Eternal fled Rome with Nero and his trusted servants. A few weeks later, Nero was found with his throat torn out. Eter
nal escaped Rome and found solace with the Gallic Tribes.
The past life-dream soon descended into darkness and chaos for Eternal was torn from her latest object of desire by the Black Count himself. He stood over her in his long black cloak caught by the wind. He changed into a monstrous black bat and whisked her away to a terrible place, hemmed in by damp stone where there was no escape. She withered away to skin and bone while he drank her eternal blood. All she could hope for was her true love’s desire to rescue her. Where was he? She probed.
Chapter 23
EDOUARD CLAVET CHECKED the time – eight-forty-five in the morning of June 5th. Hopefully driving his Renault 6CV towards Douvrey, he sighed knowing he would be late. He had a look of excitement – almost like a little boy peering into a sweet jar, imagining his fledgling career blossoming beyond his wildest dreams at the Douvrey Institute, possibly one of the most notable institutes for the insane outside of Paris. He could see himself signing his books on psychotherapy and handing them to eager students, perhaps even winning the Nobel Prize.

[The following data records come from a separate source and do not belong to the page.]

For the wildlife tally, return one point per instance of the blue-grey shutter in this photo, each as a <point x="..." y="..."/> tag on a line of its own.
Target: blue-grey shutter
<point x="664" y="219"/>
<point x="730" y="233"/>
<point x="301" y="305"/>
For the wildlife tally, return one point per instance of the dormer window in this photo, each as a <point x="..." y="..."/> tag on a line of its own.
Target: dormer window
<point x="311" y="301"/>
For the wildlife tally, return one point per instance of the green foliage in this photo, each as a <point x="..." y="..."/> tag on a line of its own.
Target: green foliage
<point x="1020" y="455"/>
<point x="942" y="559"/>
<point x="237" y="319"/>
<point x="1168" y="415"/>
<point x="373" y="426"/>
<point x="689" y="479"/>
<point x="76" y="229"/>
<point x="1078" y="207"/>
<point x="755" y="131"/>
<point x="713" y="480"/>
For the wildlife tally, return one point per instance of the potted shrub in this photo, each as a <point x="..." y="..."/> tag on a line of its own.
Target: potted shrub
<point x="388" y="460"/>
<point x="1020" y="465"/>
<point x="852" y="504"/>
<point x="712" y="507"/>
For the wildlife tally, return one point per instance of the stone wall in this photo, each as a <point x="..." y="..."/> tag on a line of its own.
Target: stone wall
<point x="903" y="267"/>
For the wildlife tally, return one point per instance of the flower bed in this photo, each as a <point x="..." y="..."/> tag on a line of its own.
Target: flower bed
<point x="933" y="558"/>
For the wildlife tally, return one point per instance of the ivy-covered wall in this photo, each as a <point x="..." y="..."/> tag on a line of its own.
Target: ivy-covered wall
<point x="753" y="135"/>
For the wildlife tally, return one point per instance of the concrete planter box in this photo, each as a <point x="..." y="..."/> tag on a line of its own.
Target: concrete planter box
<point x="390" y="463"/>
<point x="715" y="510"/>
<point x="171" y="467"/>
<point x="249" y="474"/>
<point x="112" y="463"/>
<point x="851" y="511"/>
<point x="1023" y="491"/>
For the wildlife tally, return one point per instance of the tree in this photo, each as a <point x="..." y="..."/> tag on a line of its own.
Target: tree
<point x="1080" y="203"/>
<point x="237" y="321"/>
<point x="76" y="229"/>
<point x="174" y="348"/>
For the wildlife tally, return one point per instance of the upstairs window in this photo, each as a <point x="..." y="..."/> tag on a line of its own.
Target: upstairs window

Edouard snapped out of his pleasant daydream and looked at the map spread across his lap. He slowed down to put on his reading glasses and assumed he was on the right road, and driving in the right direction, but he should have arrived at the institute by now. No matter, it was a fine morning to be lost in such wonderful country. He removed his glasses and took deep gulps of fresh air, completely free of the pervading odors of Paris.
“Mon Dieu!” the Priest exclaimed, momentarily startled by the close proximity of the car as Edouard pulled alongside. His bike wobbled precariously before he squeezed on the brakes, frantically letting out a leg to prop himself with.
Edouard came to a stop and slowly reversed next to the shaken, but unharmed priest. He gave an apologetic smile through the open driver’s window. He crumpled the map in haste and tossed it onto the passenger seat. “Please forgive me, Father.”